“And I!”
“God keep the King!”
These things, and more after this same manner, the people said one to another in the way to Smithfield. By New Gate they went, and Moor Gate and Alders Gate, for this Smithfield was without the wall beyond Saint Bartholomew's; a market square, wherein butchers slaughtered their beef, a foul, ill-smelling place; and every man that went thither on that June day was in some kind a butcher, with hosen bespattered with blood, and brown patches dried on tabard and courtepy. Neither had they cleaned their knives and knotted bludgeons, but came as they were to Smithfield, dull-eyed with wine and sleep.
“What is to be the end?” they said; and there were some whispered: “'T were well if we had let be the Flemings”—
“Lay not that on us! 'T is the London men shall answer for 't.”
“I saw a-many men from Kent did”—
“Mark ye, brothers, 't is not the Flemings will undo us, but old Simon, the Archbishop. There was a foul deed.” So spake Hobbe the smith, and all they that heard him crossed themselves.
“Who saith we 're undone?” blustered a fellow out of Sussex. “Have we not the King's pardon, and villeinage is dead?”

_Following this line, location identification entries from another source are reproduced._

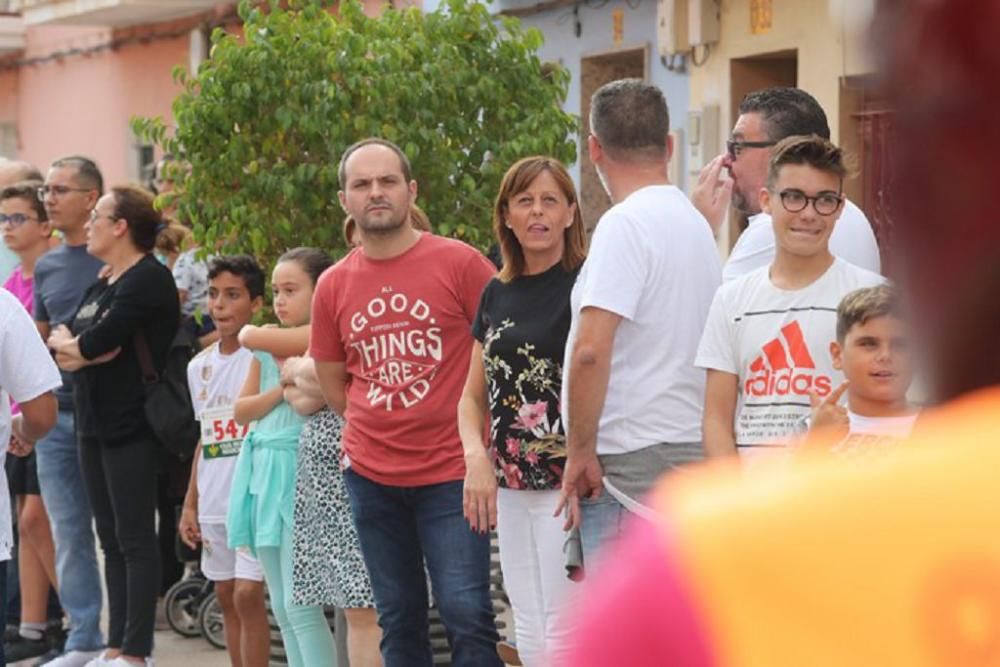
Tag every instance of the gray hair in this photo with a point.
(631, 120)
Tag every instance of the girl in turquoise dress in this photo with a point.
(262, 497)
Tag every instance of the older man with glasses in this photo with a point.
(766, 117)
(71, 190)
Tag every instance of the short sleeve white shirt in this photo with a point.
(652, 261)
(215, 381)
(778, 343)
(26, 372)
(852, 240)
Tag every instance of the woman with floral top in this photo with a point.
(514, 382)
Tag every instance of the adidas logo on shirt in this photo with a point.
(785, 367)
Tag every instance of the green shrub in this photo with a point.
(265, 119)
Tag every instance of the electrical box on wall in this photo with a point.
(672, 27)
(703, 137)
(703, 21)
(676, 165)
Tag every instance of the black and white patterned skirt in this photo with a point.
(327, 566)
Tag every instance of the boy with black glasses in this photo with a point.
(765, 344)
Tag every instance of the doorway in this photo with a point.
(866, 129)
(595, 71)
(779, 68)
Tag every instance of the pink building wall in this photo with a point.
(82, 103)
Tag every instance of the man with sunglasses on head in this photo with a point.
(766, 343)
(766, 117)
(71, 190)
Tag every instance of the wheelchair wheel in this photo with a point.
(211, 623)
(182, 605)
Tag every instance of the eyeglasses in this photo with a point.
(15, 220)
(794, 201)
(58, 190)
(734, 148)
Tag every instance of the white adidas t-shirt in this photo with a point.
(852, 239)
(26, 372)
(778, 343)
(652, 261)
(215, 380)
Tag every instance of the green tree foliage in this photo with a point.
(265, 119)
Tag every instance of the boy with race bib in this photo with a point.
(215, 377)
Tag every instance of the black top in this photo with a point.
(523, 327)
(110, 396)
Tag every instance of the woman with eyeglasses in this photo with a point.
(135, 305)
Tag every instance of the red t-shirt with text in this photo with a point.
(402, 327)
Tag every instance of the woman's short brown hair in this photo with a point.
(517, 179)
(134, 205)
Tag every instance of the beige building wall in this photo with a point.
(826, 37)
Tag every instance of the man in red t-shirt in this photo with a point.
(391, 336)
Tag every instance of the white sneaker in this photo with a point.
(99, 660)
(122, 662)
(74, 659)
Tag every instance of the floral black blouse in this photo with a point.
(523, 327)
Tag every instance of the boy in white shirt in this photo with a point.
(873, 351)
(215, 377)
(765, 343)
(28, 375)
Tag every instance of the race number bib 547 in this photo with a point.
(220, 434)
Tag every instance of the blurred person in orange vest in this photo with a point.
(820, 561)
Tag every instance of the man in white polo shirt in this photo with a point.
(632, 395)
(766, 117)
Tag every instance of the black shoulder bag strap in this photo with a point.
(149, 374)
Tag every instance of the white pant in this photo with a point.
(534, 573)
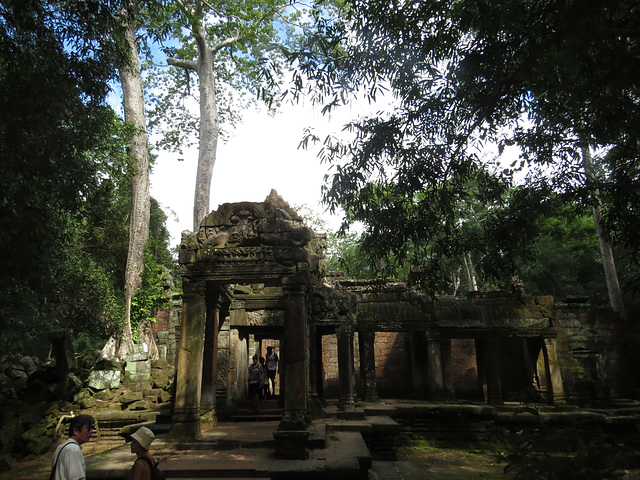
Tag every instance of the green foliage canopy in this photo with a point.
(547, 77)
(62, 158)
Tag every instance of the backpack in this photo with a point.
(156, 473)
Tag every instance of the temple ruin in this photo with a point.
(253, 275)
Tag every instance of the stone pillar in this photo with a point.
(494, 372)
(344, 335)
(555, 386)
(436, 374)
(419, 362)
(185, 422)
(366, 343)
(314, 363)
(62, 348)
(447, 369)
(210, 356)
(292, 434)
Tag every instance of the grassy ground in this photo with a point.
(433, 462)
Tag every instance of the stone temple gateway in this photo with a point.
(478, 348)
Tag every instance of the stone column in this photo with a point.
(436, 374)
(494, 372)
(292, 434)
(555, 386)
(185, 422)
(314, 363)
(210, 355)
(345, 367)
(366, 343)
(447, 369)
(62, 348)
(419, 362)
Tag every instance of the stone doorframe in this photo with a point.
(244, 243)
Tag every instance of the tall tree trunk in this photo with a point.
(133, 98)
(209, 130)
(611, 276)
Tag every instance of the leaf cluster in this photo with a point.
(546, 77)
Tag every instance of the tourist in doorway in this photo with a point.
(255, 379)
(143, 466)
(264, 389)
(67, 462)
(273, 365)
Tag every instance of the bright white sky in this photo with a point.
(262, 154)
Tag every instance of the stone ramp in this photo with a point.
(243, 450)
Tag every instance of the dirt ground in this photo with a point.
(413, 463)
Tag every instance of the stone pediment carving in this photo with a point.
(262, 237)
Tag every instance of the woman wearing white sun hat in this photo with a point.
(140, 444)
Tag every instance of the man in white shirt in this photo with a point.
(273, 363)
(67, 462)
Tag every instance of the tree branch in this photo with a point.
(225, 43)
(187, 64)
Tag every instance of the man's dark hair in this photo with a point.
(80, 421)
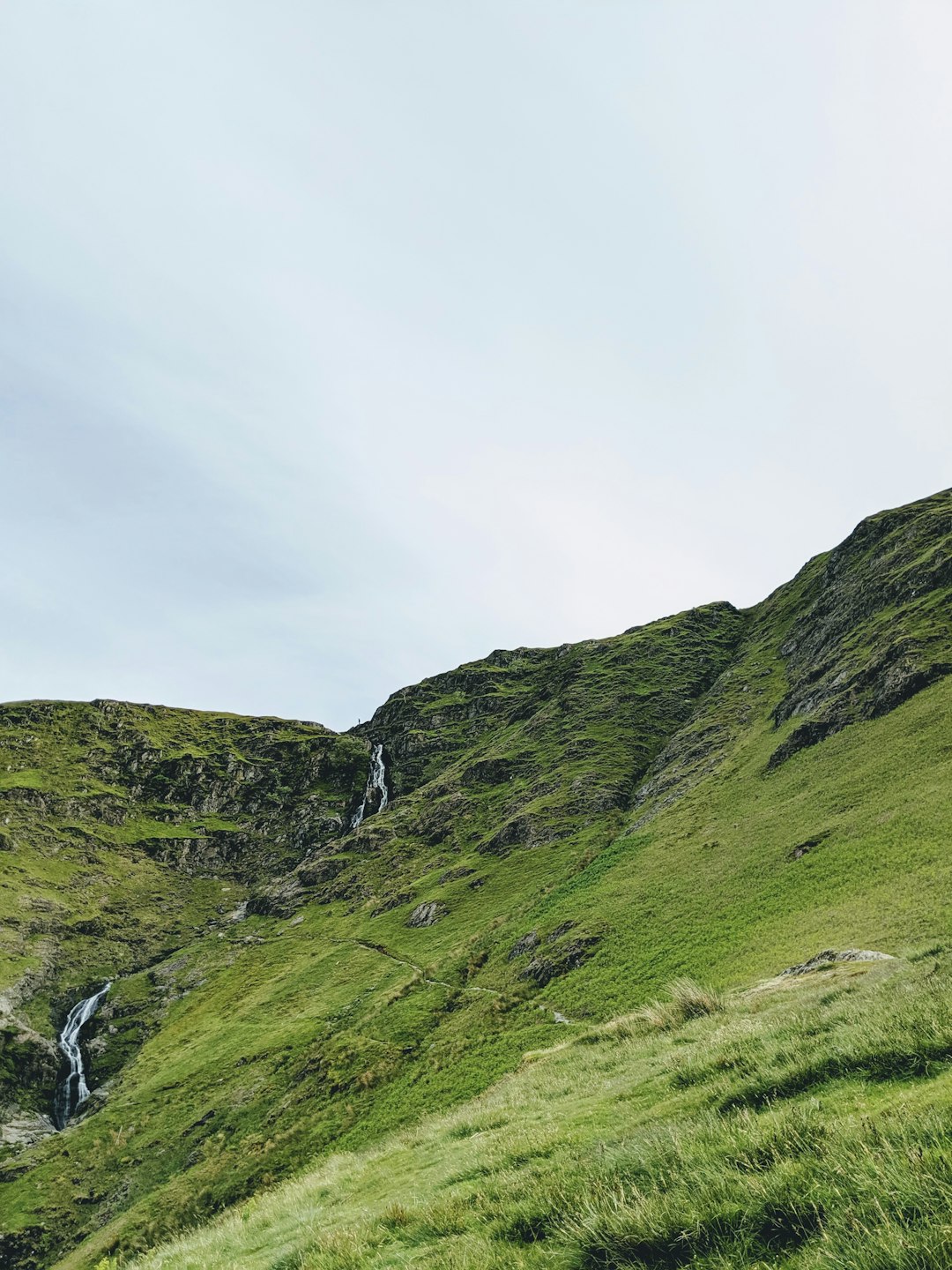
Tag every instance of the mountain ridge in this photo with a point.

Nevertheless, 't was a sober company choked the narrow streets and swayed about the gates pressing to Smithfield.
And now the King came forth from the Garde Robe, his white-lipped nobles with him, and rode through Temple Bar and along the Strand past Charing Cross and John of Gaunt's blackened palace to the Abbey at Westminster. Mayor Walworth was with the King, and Salisbury and Buckingham and the other nobles that had sheltered in the Tower, but they were not many, and they were very pale. Stephen walked with his hand on the King's bridle, and this was the last time he should do the King this service, but he was not aware, nor the King neither. Nevertheless, Stephen knew that he must one day reckon with the nobles; and if not with the nobles then with the peasants. Howbeit, in this hour he took no keep of his own soul and body, but pondered how the quarrel should end.